9615-12

CIS 9615. Analysis of Algorithms

Tractability and Approximation

1. Complexity classes

The time efficiency of algorithms: running time vs. time growth, compared to other algorithms vs. compared to a growth order.

In terms of growth order, polynomial-time algorithms are usually considered as tractable (efficient, affordable).

Complexity of algorithm vs. complexity of problem.

General representation: An abstract problem Q is a binary relation on a set I of problem instances and a set S of problem solutions. It becomes a concrete problem when every instance is represented by a binary encoding, with the length of the string taken as the size of instance.

A decision problem: a solution is "yes" or "no". Many other types of problems can be casted into a related decision problem that is no harder. For example, an optimization problem "Find the shortest path" can be casted into decision problem "Does the shortest path have length k?".

A decision problem is often represented by a formal language whose sentences corresponds to problem instances whose answer is "yes". In this way, "to solve a decision problem" becomes "to decide whether a language accepts a sentence". A complexity class is a class of languages of a certain complexity.

The complexity class P is the class of languages that can be decided by a polynomial-time algorithm, i.e., there is a constant k such that for any length-n binary string x, algorithm A correctly accepts or rejects x in time O(n^k).

The complexity class NP is the class of languages that can be verified by a polynomial-time algorithm. A two-argument algorithm A verifies an input string x if there exists a certificate y (which is also a binary string) such as A(x, y) = 1. Intuitively, the algorithm A uses the certificate y to prove that x is in L.

Obviously, P ⊆ NP, but whether P = NP is a pending problem.

A problem P can be reduced to another problem Q if any instance of P can be mapped into an instance of Q, and the solution to Q provides a solution to the instance of P. A language L₁ can be reduced into a language L₂ in polynomial time, we have L₁ ≤_p L₂. In this situation, if L₂ is in P, so is L₁.

A binary language L is "NP-complete" (or "in NPC") if it is in NP, and every NP problem can be reduced to it. Defined in this way, if any language in NPC is also in P, then P = NP.

Since there are already many known NPC problems, we can prove a new NP problem belongs to this category by reducing (in polynomial time) a known NPC problem into it.

So far, all known algorithms of NPC problems take exponential time, so these problems are considered as "intractable" or "hard". Most people believe that P and NPC are two subsets of NP that have no common element. However, it hasn't been proved yet.
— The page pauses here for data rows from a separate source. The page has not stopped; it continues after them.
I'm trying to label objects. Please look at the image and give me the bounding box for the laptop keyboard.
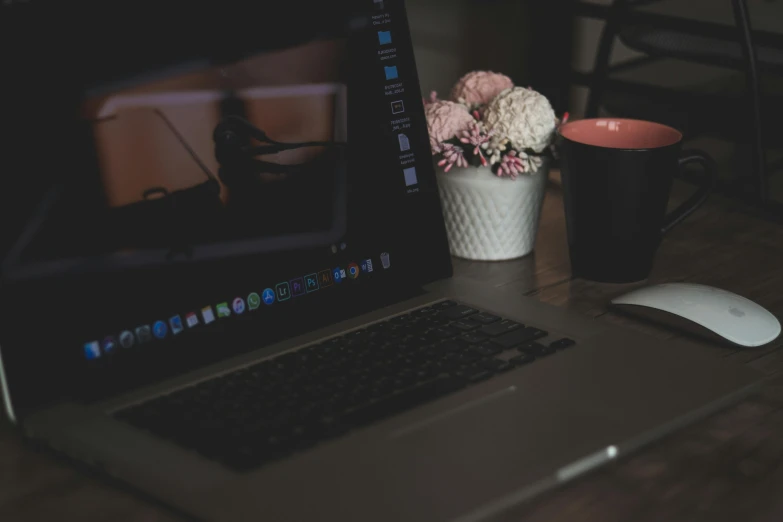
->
[115,301,575,471]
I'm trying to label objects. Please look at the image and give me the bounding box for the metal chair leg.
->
[585,0,626,118]
[732,0,769,204]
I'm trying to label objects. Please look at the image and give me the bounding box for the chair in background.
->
[581,0,783,216]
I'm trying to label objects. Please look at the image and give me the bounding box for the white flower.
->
[484,87,557,153]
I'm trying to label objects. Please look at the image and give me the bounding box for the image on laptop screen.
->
[0,0,450,406]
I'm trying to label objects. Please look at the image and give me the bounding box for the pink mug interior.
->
[560,118,682,149]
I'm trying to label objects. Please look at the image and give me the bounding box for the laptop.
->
[0,0,760,522]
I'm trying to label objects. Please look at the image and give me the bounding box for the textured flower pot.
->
[436,158,549,261]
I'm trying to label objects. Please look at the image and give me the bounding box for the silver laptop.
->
[0,0,759,522]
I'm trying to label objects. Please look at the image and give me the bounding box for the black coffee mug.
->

Example of NPC problems: Traveling-Salesman Problem (TSP). Given a weighted undirected graph, G, a tour is a path that goes through each vertex exactly once and finally return to the starting point. The original TSP is to find the shortest tour in a complete graph (where there is an edge between every pair of vertices), while the related decision problem is to find a tour within a given total weight k. This problem is in NP because given a graph and a tour, it is easy to check whether the tour satisfies the requirement; it is in NPC because a known NPC problem, Hamiltonian Cycle, can be reduced into it. This problem can be solved by exhaustively generating all possible tours, but that will use exponential time.
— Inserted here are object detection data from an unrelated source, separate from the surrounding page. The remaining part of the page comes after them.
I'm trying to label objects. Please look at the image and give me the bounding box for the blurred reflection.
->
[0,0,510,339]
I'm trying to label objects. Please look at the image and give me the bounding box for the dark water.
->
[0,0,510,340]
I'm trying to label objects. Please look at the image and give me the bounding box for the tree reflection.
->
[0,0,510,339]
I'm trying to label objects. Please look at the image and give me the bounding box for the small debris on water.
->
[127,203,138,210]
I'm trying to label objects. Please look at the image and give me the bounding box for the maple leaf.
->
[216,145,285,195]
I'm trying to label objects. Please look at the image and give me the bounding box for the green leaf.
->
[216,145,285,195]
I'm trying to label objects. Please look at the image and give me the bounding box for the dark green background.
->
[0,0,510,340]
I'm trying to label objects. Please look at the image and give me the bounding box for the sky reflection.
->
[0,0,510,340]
2. Approximation algorithms

For hard problems, there are three common approaches:

to use the available (exponential) algorithm if the actual input size is small;
to redefine the problem by reducing the range of instances;
to redefine the problem by expanding the range of solutions.

Approximation algorithms belong to the third approach.

For an optimization problem, an approximation ratio ρ(n) is often used to indicate the closeness of an approximate solution to an optimal solution. For any input of the size n, if actual solution is C and the optimal solution is C*, and max(C/C*, C*/C) ≤ ρ(n), the algorithm is called a ρ(n)-approximation algorithm.

Usually there is a trade-off between computation time and the quality of the approximation.

For example, if in a Traveling-Salesman Problem (TSP) we can assume the triangle inequality, that is, a direct path is never longer than an indirect path, then an approximate solution can be obtained by first building a minimum spanning tree for the graph, then planning a tour based on the tree.
12-01 (23K)
In the last step, a "Hamiltonian cycle" is a cycle in an undirected graph which visits each vertex exactly once.

In the following example, the actual distance between vertices is used as the weight of the edge connecting them. The first four figures show how the algorithm works step by step, while the last one shows an optimal solution.
12-02 (55K)

The running time of Approx-TSP-Tour is polynomial.

To evaluate the approximation ratio of Approx-TSP-Tour, we consider the following items:

T, the minimum spanning tree
W, a "full walk" of T that list a node whenever it is reached (or returned to) during the tree walk, so for the given example, it is a,b,c,b,h,b,a,d,e,f,e,g,e,d,a — see figure (c)
H, the tour found by the algorithm
H*, the (unknown) optimal tour

There are the following relations among the total distances of the four:

c(H) ≤ c(W) [triangle inequality]
c(W) = 2c(T) [W walks every edge in T twice]
c(T) ≤ c(H*) [H* is a tour, so removing an edge from it will get a spanning tree]

Therefore, c(H) ≤ 2c(H*), or c(H)/c(H*) ≤ 2. Since c(H*)/c(H) ≤ 1, Approx-TSP-Tour is a 2-approximation algorithm.